Schweigen. Für einen Moment dachte er, sie wäre wieder verschwunden, doch dann hörte er sie kichern. Sie kicherte wie ein Schulmädchen, und er musste unweigerlich schmunzeln. Nein, er brauchte wohl keinen Polizisten mit Tütchen zu bemühen, um festzustellen, dass sie reichlich von dem Kräuterbier getrunken hatte.

„Ich mag die Dunkelheit“, flüsterte sie.

„Meinetwegen“, sagte er. Das musste eindeutig die Blonde sein. Wer sonst käme nackt und beschwipst in seine Hütte?

„Und hier drinnen ist es sehr, sehr dunkel“, bemerkte sie.

„Wie viel hast du getrunken?“

„Warum?“

„Weil ich, so verführerisch ich dich auch finde, nicht möchte, dass du irgendwas machst, was du im nüchternen Zustand nicht tun würdest.“

Sie hickste. „Sieh an, ein echter Gentleman.“

„Nein, eigentlich nicht, ich lege bloß Wert darauf, dass im Bett beide nur das tun, was sie wirklich wollen.“

„Und ob ich das hier will, mein Göttlicher“, verkündete sie feierlich.

Damit wäre das geklärt, und er durfte guten Gewissens genießen, was jetzt kam.
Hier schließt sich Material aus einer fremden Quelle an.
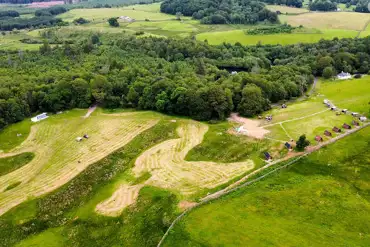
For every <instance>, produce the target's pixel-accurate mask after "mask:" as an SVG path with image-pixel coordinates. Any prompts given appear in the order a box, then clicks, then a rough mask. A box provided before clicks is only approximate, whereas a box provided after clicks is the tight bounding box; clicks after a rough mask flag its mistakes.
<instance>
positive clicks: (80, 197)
mask: <svg viewBox="0 0 370 247" xmlns="http://www.w3.org/2000/svg"><path fill="white" fill-rule="evenodd" d="M175 127H176V124H175V123H170V122H161V123H159V124H158V125H156V126H154V127H153V128H151V129H149V130H147V131H145V132H143V133H141V134H140V135H138V136H137V137H135V138H134V140H133V141H131V142H130V143H129V144H128V145H127V146H125V147H123V148H122V149H120V150H119V151H117V152H115V153H113V154H111V155H109V156H107V157H106V158H104V159H103V160H101V161H99V162H97V163H95V164H93V165H91V166H89V167H88V168H87V169H86V170H84V171H83V172H81V174H80V175H78V176H77V177H76V178H74V179H73V180H72V181H71V182H69V183H68V184H66V185H65V186H63V187H61V188H59V189H58V190H56V191H54V192H52V193H50V194H48V195H47V196H45V197H43V198H39V199H33V200H30V201H28V202H26V203H23V204H22V205H20V206H18V207H16V208H14V209H13V210H11V211H9V212H8V213H7V214H5V215H3V216H2V217H1V218H0V228H1V229H2V231H1V232H0V240H1V241H0V246H12V245H14V244H16V243H19V242H20V241H21V240H23V239H26V238H28V237H31V236H34V237H31V238H29V239H28V240H26V241H25V242H24V243H23V244H24V245H23V246H27V245H28V243H36V244H37V243H38V244H41V245H42V243H47V242H45V241H48V240H47V238H49V237H52V238H53V239H56V240H61V241H59V242H61V243H63V242H64V243H65V244H66V245H67V246H114V245H119V244H124V245H125V246H151V245H154V244H155V243H156V242H157V241H158V240H159V238H160V237H161V235H162V234H163V231H164V230H165V229H166V227H167V224H169V222H171V218H172V217H173V214H174V212H175V207H176V198H175V197H174V196H173V195H171V194H170V193H168V192H165V191H162V190H159V189H156V188H151V187H145V188H143V189H142V190H141V192H140V195H139V198H138V203H137V205H136V206H135V207H133V208H129V209H127V210H125V212H124V213H123V216H122V217H119V218H107V217H102V216H99V215H97V214H95V205H96V204H97V203H98V202H100V201H102V200H103V199H105V198H107V197H109V196H110V195H111V193H112V192H113V191H114V190H113V189H114V184H115V183H116V182H117V181H120V180H121V179H122V176H124V174H125V173H127V172H128V171H129V169H130V167H132V165H133V162H134V160H135V158H136V157H137V156H138V155H139V154H140V153H141V152H142V151H144V150H146V149H147V148H149V147H150V146H152V145H154V144H157V143H160V142H162V141H164V140H166V139H167V138H168V137H169V136H171V134H172V135H173V133H174V130H175ZM163 129H166V131H167V133H168V135H164V134H163ZM42 232H43V233H42ZM39 233H42V234H41V235H38V234H39ZM28 241H29V242H28ZM20 246H22V244H21V245H20Z"/></svg>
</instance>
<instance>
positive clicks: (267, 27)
mask: <svg viewBox="0 0 370 247" xmlns="http://www.w3.org/2000/svg"><path fill="white" fill-rule="evenodd" d="M295 29H297V27H292V26H291V25H288V24H283V25H278V26H271V27H258V28H254V29H248V30H247V31H246V33H247V34H249V35H260V34H276V33H292V32H293V31H294V30H295Z"/></svg>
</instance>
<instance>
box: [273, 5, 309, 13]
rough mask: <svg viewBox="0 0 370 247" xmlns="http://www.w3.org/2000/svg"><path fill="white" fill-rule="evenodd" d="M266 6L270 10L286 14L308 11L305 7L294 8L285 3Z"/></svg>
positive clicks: (305, 12)
mask: <svg viewBox="0 0 370 247" xmlns="http://www.w3.org/2000/svg"><path fill="white" fill-rule="evenodd" d="M267 8H268V9H269V10H271V11H275V12H276V11H280V12H281V13H282V14H287V15H297V14H302V13H307V12H309V10H308V9H305V8H294V7H289V6H285V5H267Z"/></svg>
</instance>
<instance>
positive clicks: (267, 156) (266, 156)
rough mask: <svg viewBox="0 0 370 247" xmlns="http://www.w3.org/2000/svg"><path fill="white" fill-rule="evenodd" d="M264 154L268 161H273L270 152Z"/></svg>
mask: <svg viewBox="0 0 370 247" xmlns="http://www.w3.org/2000/svg"><path fill="white" fill-rule="evenodd" d="M263 154H264V155H265V159H266V160H270V159H272V157H271V155H270V154H269V153H268V152H264V153H263Z"/></svg>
Er versuchte, sich genauer zu erinnern, wie die Blonde ausgesehen hatte. Sie fuhr einen Mustang, so viel wusste er noch, und ihr Parfüm hatte eine Muskatnote gehabt, die er auch jetzt wahrzunehmen meinte. Ihr kurzes Haar hatte die Farbe von frisch geerntetem Weizen gehabt, und gegen das Sonnenlicht war ihr dünnes Kleid fast durchsichtig gewesen, so dass er die Umrisse ihrer Brüste und ihrer schmalen Taille erkannt hatte.

Monat für Monat kamen diese Frauen her, verfluchten oder beschworen ihre Liebhaber und Ehemänner und tranken wie die Seeleute. Am nächsten Morgen dann schlichen sie sich verkatert und mucksmäuschenstill wieder davon und hinterließen ein halbes Fundbüro im Wald. Dies war jedoch das erste Mal, dass eine von ihnen zu ihm kam. Und er hatte nichts dagegen.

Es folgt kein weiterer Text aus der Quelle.